Slave Trade Felony Act 1811
- Parliament of the United Kingdom
- Long title: An Act for rendering more effectual an Act made in the Forty seventh Year of His Majesty's Reign, intituled, "An Act for the Abolition of the Slave Trade."
- Citation: 51 Geo. 3. c. 23
- Introduced by: Henry Brougham (Lords)
- Territorial extent: British Empire

Dates
- Royal assent: 14 May 1811
- Commencement: 1 June 1811
- Repealed: 6 August 1861
- Amends: Abolition of Slave Trade Act 1807
- Amended by: Slave Trade (No. 2) Act 1818; Slave Trade (No. 4) Act 1818;
- Repealed by: Statute Law Revision Act 1861
- Relates to: Slave Trade Act 1807

Status: Repealed

Text of statute as originally enacted

= Slave Trade Felony Act 1811 =

Act of the Parliament of the United Kingdom

The Slave Trade Felony Act 1811 (51 Geo. 3. c. 23) was an act of the Parliament of the United Kingdom that made engagement in the slave trade a felony. The earlier Slave Trade Act 1807 (47 Geo. 3 Sess. 1. c. 36) merely imposed fines that were insufficient to deter entrepreneurs from engaging in such a profitable business. The contexts in which it could be applied and how these sat within international criminal law gave rise to controversy. Henry Brougham was the principal proponent of the act.

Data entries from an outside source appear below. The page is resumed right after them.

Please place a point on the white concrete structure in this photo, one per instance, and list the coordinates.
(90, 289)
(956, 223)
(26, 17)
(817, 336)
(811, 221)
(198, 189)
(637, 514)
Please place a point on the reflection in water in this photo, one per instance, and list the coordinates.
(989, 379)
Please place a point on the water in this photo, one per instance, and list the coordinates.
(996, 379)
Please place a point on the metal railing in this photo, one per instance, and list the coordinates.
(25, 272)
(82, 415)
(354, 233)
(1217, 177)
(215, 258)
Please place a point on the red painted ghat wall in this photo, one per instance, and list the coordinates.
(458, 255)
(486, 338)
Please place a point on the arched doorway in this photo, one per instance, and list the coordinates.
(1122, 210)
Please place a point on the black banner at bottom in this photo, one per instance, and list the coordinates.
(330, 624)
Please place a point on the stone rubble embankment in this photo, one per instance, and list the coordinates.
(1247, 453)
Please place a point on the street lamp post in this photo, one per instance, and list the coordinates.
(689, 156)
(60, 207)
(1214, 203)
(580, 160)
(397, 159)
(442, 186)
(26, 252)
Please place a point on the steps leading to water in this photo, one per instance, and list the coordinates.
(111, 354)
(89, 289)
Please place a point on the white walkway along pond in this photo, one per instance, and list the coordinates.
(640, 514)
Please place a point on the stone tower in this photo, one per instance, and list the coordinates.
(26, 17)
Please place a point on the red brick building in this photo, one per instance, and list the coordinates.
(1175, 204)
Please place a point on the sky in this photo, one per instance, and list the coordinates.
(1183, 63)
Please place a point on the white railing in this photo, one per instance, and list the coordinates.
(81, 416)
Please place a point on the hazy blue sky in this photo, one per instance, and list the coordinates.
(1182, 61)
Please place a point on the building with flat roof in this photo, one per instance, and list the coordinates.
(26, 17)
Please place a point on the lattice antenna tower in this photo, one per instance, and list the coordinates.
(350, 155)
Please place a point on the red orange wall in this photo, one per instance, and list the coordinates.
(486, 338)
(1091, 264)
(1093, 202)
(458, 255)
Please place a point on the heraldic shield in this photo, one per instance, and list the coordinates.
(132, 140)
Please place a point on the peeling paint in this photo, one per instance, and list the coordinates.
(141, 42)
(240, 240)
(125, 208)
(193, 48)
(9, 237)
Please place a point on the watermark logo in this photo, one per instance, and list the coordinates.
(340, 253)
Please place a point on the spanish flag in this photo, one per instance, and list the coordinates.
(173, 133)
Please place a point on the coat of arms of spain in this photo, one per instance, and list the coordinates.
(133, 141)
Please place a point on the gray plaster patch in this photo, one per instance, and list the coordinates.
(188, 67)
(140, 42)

The first case brought under the act was that of Samuel Samo, who was tried by Chief Justice Robert Thorpe at the Vice-Admiralty Court in Freetown, Sierra Leone. The case was heard from 8 April to 11 April 1812.

== Subsequent developments ==
The whole act was repealed by section 1 of, and the schedule to, the Statute Law Revision Act 1861 (24 & 25 Vict. c. 101), which came into force on 6 August 1861.